Wisdom from the Ground
- Gina Martucci

- Nov 14
- 3 min read

I.
I am lathered in dirt, but I am not blind.
Like an octopus that sees with its skin,
I see the answers to everything—
There are scriptures written in the soles of people’s feet,
and I’ve seen billions of footsteps;
ones with long, languid leavings
ones with short, skittish scampers,
ones with uncaring cadences,
clearly content to ignore that they carry with them all they seek.
People mistake the eyes as the only organ with the power of sight,
and when the feet of those people peruse the earth,
their skin blinks shut—
a final flutter of eyelids before death.
II.
Feet blindness means the wonders and misfortunes of the world travel through the eyes
and jam into the brain
overpacking for a trip that will never make its way through the rest of the body.
That’s when people start begging God
to show them how to free themselves from their fullness.
or, at least, how to stop the fullness from leaking down their brainstem,
intoxicating the stomach, spleen, and shoulder blades
where the conditions are not ripe for refrigerating thoughts.
III.
People have stopped walking in the grass.
They wear shoes because they are afraid of the truth.
Or maybe they think they know the truth,
like the truth comes from the eyes alone.
Haven’t people learned that the mind alone is untrustworthy?
People stay with abusers, wear high heels walking in New York City,
and sit in front of a TV screen playing games,
telling themselves they are not trying to escape their reality,
just trying another one on for a bit—
but they promise their mothers, friends, partners
it won’t affect their relationships.
Or their moods.
Or the amount of time they spend basking in sunlight,
remembering that before electricity there was fire
and before there were matches and newspaper
people used rocks to create the same spark
that people feel when they remember that their brains were made to process things,
and not to shove their thoughts into a 70 liter backpack
that they hike with from their beds, to their jobs, to the couch.
IV.
It hurts—knowing people choose to ignore that their souls come in two parts.
The mind fills up like a balloon and floats away
without something to tie it down to the ground,
but I can’t hold anyone hostage
or force them to face themselves,
unprepared to have dirt fill in their lines of scripture
covered with socks and shoes since birth.
When they do face themselves, they’ll be able to read their feet, too,
and realize they’ve wasted time trying to figure out why their heads were heavy
when they could have taken one step toward freedom right on their lawns.
They’ll resent the very feet that have shown me the soul is not abstract.
It is the combination of the head and the skin,
for the skin breathes everywhere, but it is most concentrated in the feet,
to the point that words develop in the creases, cracks, and calluses,
and they never get too full.
There is space for every thought, desire, dream, goal, fear, sadness, and doubt.
And that is when people start thanking God for giving humans skin
that repairs itself when it is splintered, sliced, and scratched,
and feet that can open their eyes, when they’re ready.
V.
No—no two feet are ever the same.
Neither are the scriptures.
But there’s one major constant,
thrumming like electricity behind a socket,
and it’s that each scripture is a person's story of creation;
Not the one from birth.
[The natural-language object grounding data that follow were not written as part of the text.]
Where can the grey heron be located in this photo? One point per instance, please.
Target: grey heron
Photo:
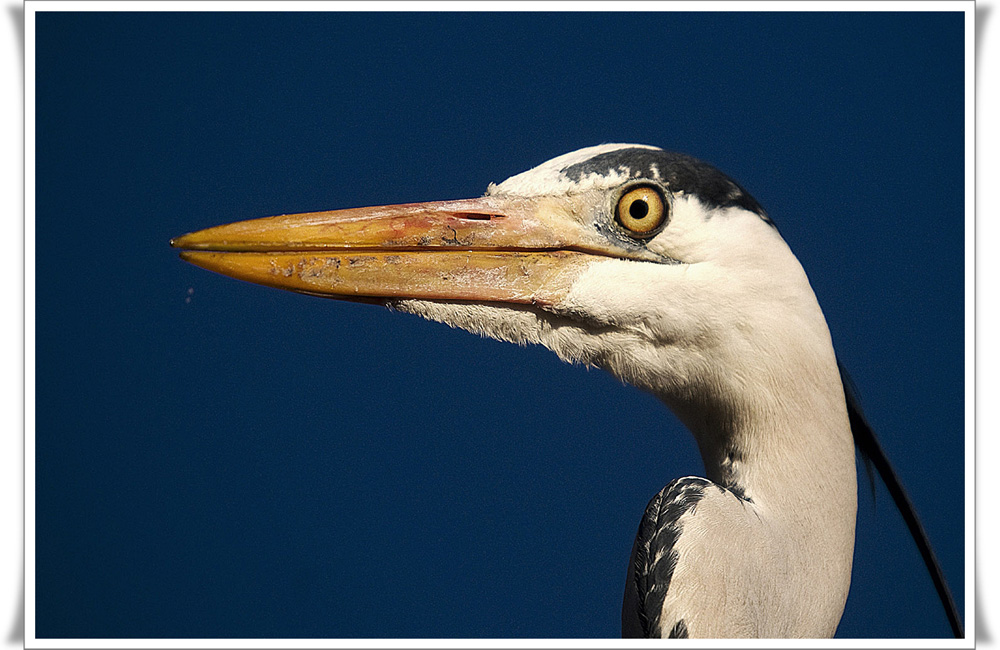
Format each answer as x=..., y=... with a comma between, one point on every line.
x=666, y=273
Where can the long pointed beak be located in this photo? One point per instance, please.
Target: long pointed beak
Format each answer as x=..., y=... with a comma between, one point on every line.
x=495, y=249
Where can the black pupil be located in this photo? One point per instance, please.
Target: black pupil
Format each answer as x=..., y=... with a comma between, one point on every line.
x=638, y=209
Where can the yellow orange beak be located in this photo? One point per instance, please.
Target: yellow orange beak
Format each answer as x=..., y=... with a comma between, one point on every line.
x=495, y=249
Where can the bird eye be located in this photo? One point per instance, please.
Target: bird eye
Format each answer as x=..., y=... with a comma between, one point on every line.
x=641, y=210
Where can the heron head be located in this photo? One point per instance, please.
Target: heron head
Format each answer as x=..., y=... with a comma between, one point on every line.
x=607, y=255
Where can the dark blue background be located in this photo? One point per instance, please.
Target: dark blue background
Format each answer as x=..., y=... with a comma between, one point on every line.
x=218, y=459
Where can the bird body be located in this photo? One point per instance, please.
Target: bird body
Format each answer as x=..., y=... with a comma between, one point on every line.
x=663, y=271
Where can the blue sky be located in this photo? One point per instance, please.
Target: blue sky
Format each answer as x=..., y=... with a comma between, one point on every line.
x=216, y=459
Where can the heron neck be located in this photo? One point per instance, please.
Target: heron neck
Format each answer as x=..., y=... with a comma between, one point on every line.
x=778, y=433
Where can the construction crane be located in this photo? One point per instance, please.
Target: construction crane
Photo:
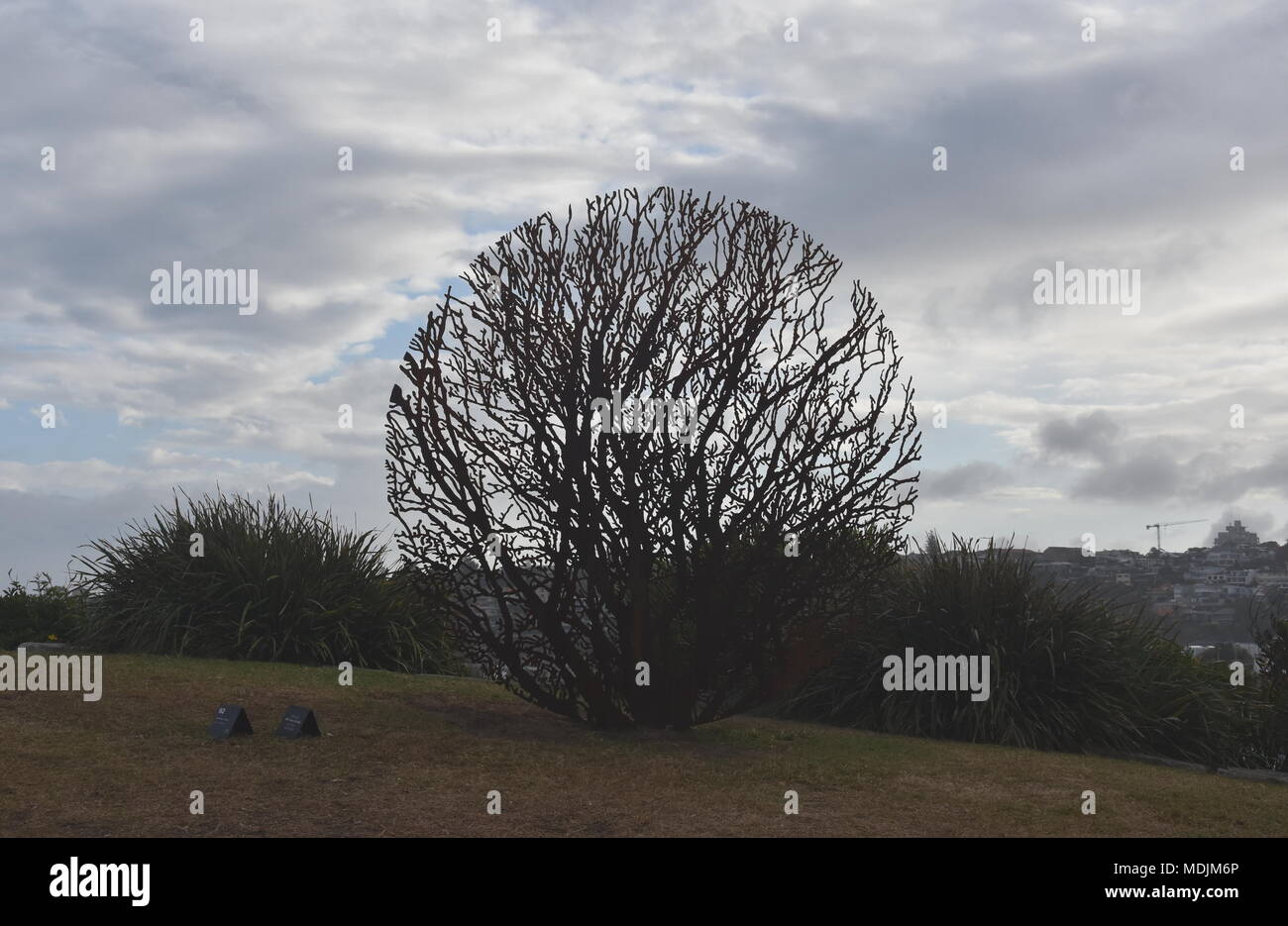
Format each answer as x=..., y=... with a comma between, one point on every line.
x=1158, y=528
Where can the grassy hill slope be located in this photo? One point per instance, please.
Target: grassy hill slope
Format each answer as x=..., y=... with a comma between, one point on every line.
x=416, y=756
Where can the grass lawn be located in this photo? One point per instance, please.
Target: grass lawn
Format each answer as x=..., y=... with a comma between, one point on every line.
x=416, y=756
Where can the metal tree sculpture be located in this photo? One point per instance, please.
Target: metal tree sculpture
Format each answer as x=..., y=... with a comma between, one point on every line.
x=640, y=463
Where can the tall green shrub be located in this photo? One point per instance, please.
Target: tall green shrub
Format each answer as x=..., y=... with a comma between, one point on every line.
x=1070, y=669
x=273, y=583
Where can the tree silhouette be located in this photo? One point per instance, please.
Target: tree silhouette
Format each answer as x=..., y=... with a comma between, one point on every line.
x=638, y=454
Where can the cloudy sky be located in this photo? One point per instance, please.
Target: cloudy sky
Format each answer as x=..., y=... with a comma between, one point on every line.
x=223, y=154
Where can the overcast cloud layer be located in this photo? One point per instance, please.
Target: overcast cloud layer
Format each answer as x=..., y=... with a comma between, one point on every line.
x=1060, y=419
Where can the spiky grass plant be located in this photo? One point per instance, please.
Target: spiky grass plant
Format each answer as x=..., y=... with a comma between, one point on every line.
x=1070, y=669
x=273, y=582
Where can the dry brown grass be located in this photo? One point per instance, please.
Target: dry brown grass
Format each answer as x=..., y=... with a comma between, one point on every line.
x=416, y=756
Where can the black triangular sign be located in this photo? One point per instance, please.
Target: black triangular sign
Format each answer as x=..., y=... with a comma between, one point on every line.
x=297, y=721
x=231, y=720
The one that made a person
fall in love with art, or baseball, or cinnamon, or another being.
For each person is purposefully created to fall into themselves,
carrying and gaining weight to be distributed and
handed out to the body like the last supper’s bread.
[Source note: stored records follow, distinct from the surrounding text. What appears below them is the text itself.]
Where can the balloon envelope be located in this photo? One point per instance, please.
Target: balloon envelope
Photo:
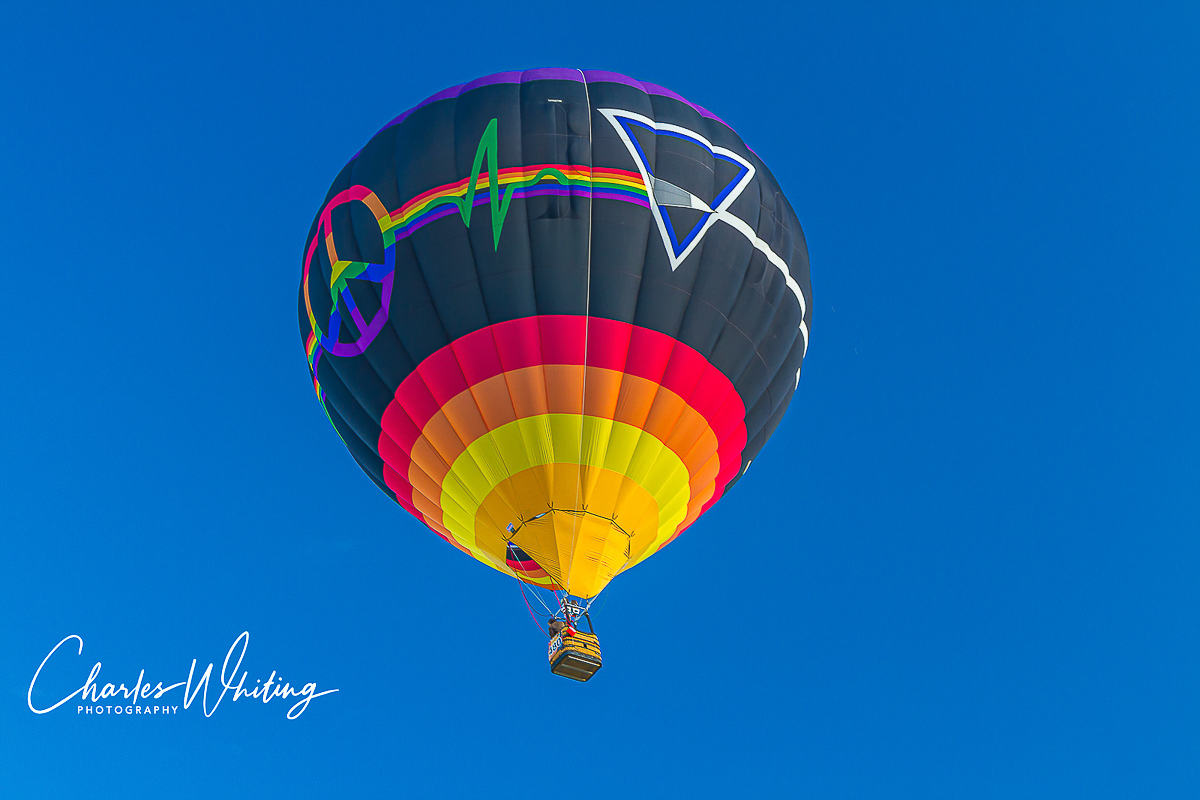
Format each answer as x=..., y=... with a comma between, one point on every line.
x=555, y=314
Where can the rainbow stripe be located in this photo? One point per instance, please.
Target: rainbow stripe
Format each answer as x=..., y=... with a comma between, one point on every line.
x=538, y=180
x=461, y=197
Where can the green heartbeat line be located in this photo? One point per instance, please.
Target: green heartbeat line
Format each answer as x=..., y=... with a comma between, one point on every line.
x=489, y=145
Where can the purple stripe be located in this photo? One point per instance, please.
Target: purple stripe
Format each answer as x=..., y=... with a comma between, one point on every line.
x=555, y=190
x=552, y=73
x=598, y=76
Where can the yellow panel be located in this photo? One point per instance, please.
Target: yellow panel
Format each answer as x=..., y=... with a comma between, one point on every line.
x=581, y=552
x=568, y=441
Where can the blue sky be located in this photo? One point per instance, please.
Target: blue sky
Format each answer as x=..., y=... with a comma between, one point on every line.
x=981, y=512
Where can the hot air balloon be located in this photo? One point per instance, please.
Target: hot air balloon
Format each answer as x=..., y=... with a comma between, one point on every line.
x=555, y=314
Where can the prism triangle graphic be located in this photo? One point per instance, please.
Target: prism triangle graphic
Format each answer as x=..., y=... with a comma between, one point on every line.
x=683, y=218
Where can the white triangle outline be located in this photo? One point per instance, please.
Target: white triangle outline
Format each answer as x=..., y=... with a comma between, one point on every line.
x=615, y=115
x=720, y=212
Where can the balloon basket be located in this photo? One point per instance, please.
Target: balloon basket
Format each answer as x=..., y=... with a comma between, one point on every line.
x=575, y=655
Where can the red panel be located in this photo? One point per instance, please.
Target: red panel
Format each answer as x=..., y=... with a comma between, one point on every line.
x=648, y=354
x=478, y=356
x=609, y=343
x=517, y=343
x=562, y=340
x=443, y=376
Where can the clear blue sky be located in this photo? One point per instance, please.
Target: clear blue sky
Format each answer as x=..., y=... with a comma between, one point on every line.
x=991, y=462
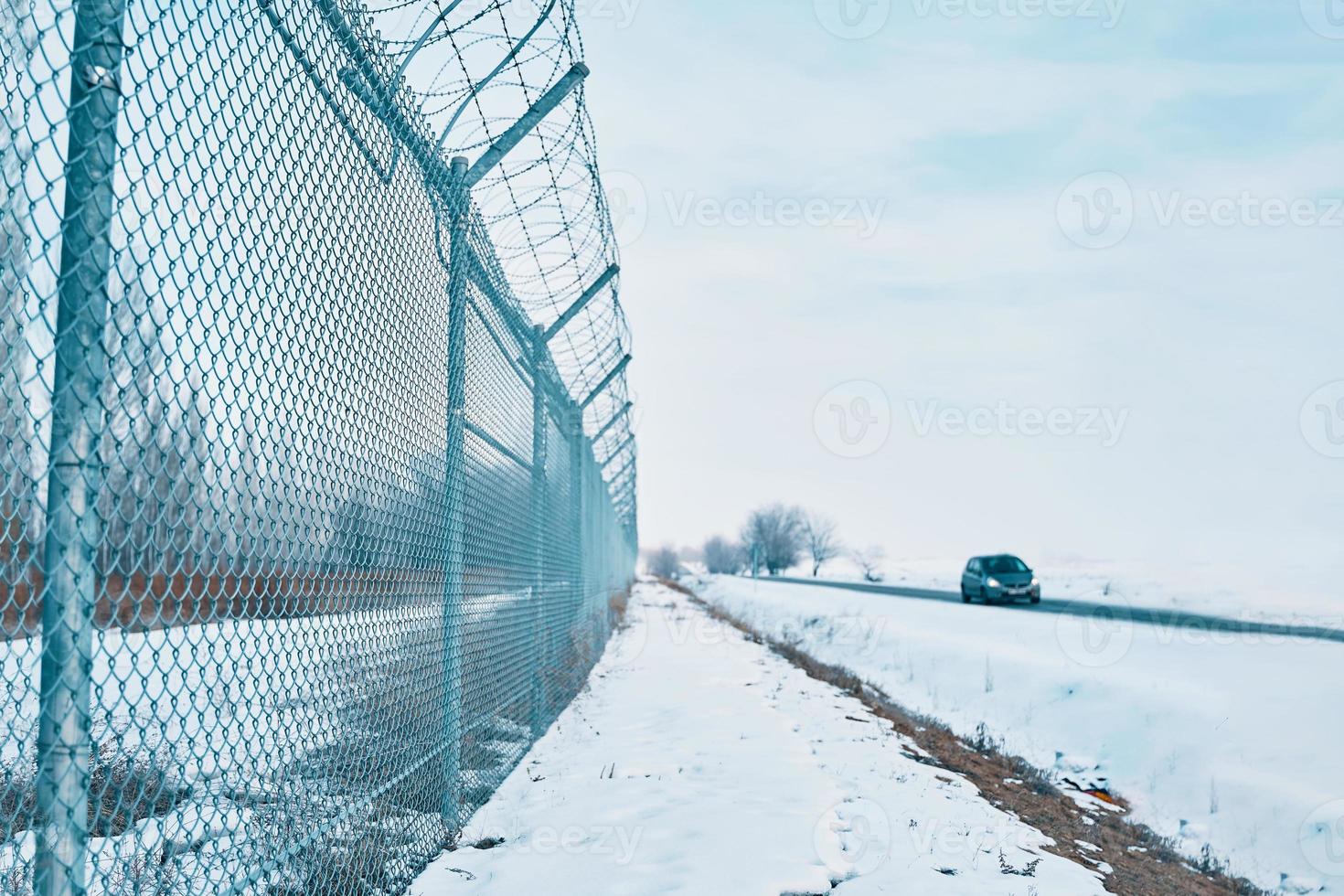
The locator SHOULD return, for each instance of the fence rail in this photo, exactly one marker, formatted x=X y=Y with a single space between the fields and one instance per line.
x=316 y=458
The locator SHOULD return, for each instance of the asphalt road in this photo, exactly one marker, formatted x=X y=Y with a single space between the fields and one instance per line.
x=1211 y=624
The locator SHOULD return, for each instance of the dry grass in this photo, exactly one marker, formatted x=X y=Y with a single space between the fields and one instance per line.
x=1144 y=864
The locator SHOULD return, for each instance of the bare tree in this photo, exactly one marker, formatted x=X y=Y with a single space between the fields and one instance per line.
x=664 y=563
x=774 y=535
x=722 y=557
x=823 y=543
x=869 y=561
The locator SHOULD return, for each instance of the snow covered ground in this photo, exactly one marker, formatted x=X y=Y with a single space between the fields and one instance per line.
x=1230 y=741
x=1264 y=595
x=699 y=763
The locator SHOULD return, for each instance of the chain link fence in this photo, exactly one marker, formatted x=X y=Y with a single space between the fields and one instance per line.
x=316 y=464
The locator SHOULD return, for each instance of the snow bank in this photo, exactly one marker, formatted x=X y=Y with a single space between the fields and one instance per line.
x=1221 y=739
x=702 y=763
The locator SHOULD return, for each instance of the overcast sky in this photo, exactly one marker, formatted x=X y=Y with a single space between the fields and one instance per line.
x=1057 y=277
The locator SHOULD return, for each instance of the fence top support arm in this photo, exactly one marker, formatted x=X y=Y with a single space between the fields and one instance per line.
x=525 y=125
x=615 y=418
x=606 y=380
x=571 y=312
x=620 y=448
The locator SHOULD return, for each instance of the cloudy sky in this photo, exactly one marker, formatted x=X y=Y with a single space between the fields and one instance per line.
x=1060 y=277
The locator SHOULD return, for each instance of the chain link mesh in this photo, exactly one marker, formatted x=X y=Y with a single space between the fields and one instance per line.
x=316 y=466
Gina Martucci (she/her) is a New Jersey-based writer and English teacher for students with learning disabilities. As a queer woman, Gina writes about stigma, religion, family, friendship and relationship dynamics, gender roles, and how they all impact one’s self acceptance. Her mission as a writer is to normalize experiences of otherness and give voice to the parts of people not widely accepted by society.